The generosity Shayam showed with his time to people and organizations came naturally, as he "loved putting his effort into things and trying to make them succeed", says Rajan, who was inspired by his brother's example to become more involved with IMBA in the future.
"Wanting to do these things is one thing - doing them is another," he says of Shayam, who for all intents and purposes, was IMBA secretary right up until the end.
When Shayam started becoming involved with the Terry Fox run, who was affected by the same type of cancer as him, it was fitting he would also start to train for marathons.

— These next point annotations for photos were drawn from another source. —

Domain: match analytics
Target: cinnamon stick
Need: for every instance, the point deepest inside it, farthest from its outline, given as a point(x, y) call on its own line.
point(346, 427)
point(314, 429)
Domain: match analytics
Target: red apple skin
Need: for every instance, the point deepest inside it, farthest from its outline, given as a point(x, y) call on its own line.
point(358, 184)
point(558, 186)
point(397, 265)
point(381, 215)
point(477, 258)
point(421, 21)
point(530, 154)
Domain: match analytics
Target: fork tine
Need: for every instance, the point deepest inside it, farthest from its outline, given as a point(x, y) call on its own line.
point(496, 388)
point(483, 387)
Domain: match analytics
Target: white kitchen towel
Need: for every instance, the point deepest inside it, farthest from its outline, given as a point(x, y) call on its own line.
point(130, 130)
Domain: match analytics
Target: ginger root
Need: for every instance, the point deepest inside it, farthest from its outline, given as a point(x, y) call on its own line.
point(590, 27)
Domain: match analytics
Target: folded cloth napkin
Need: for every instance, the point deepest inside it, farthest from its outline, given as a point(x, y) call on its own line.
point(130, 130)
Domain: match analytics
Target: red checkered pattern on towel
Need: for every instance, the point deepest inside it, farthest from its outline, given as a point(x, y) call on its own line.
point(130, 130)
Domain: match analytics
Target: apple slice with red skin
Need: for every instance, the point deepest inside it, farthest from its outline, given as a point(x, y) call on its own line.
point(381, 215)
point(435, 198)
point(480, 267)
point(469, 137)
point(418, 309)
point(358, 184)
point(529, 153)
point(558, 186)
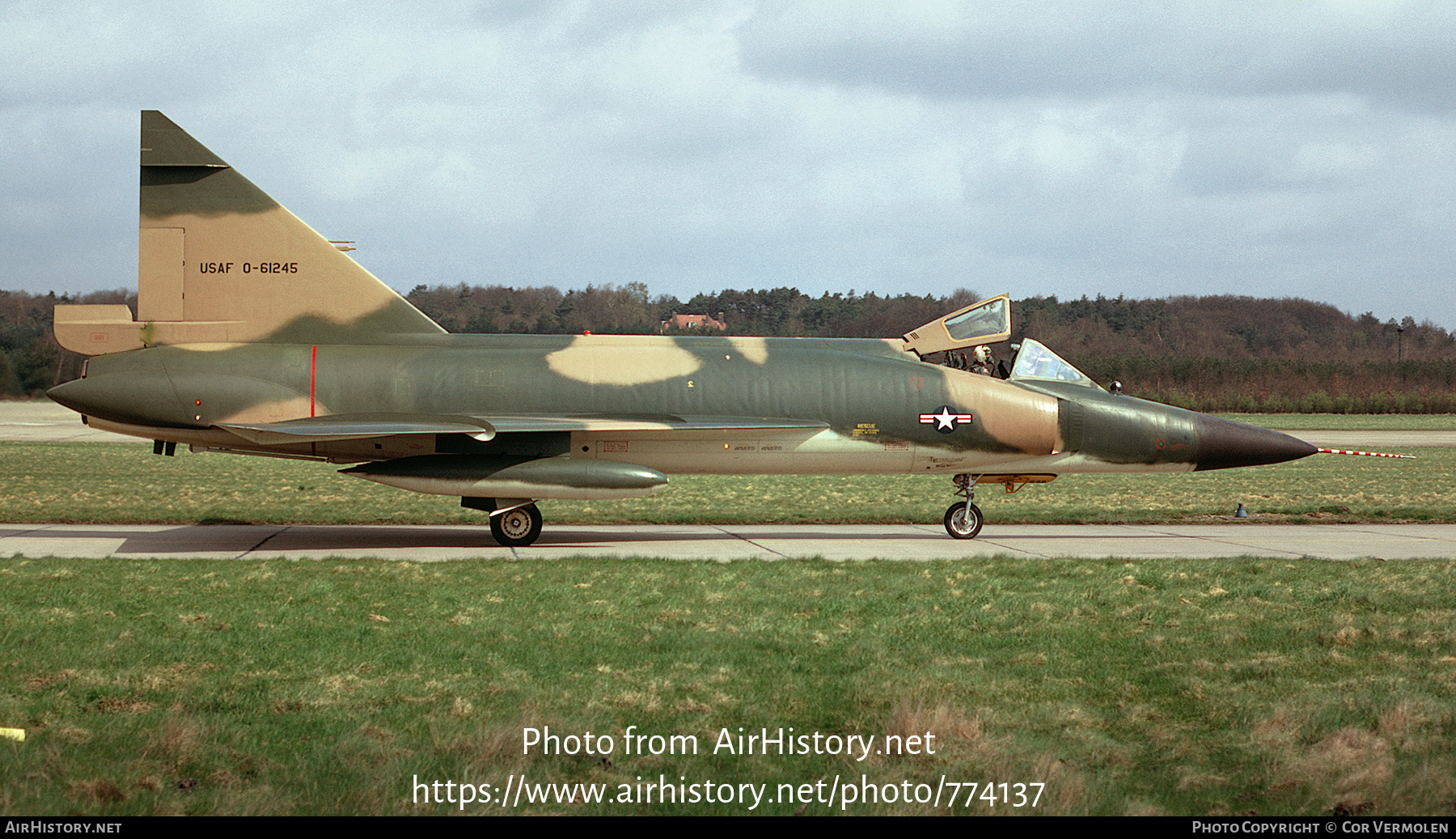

"When he was running you could tell he was pushing through so much pain," says Fonseca. "He had a very high pain threshold, as I know all those surgeries he had to go through were physically and emotionally draining."
Shayam was training with Fonseca, an Olympic marathon runner, to do five- and ten-kilometre runs, which is how they met 10 years ago. "He simply came up to me at the gym and asked me for some tips on running, and he was an instantly likable guy," he says.
Shayam would run races in the Toronto area, but had to pull out of one planned for Vegas because of his worsening condition. Despite that, everyone around him thought that if anyone could beat cancer, it was Shayam.
The night before he passed away the doctors told Shayam's wife, Anita, that the organs in his body were failing, but that his heart wouldn't slow down. While the doctors were surprised - as this is uncommon - for the people who knew Shayam well and for how much passion he put into his life, it made perfect sense.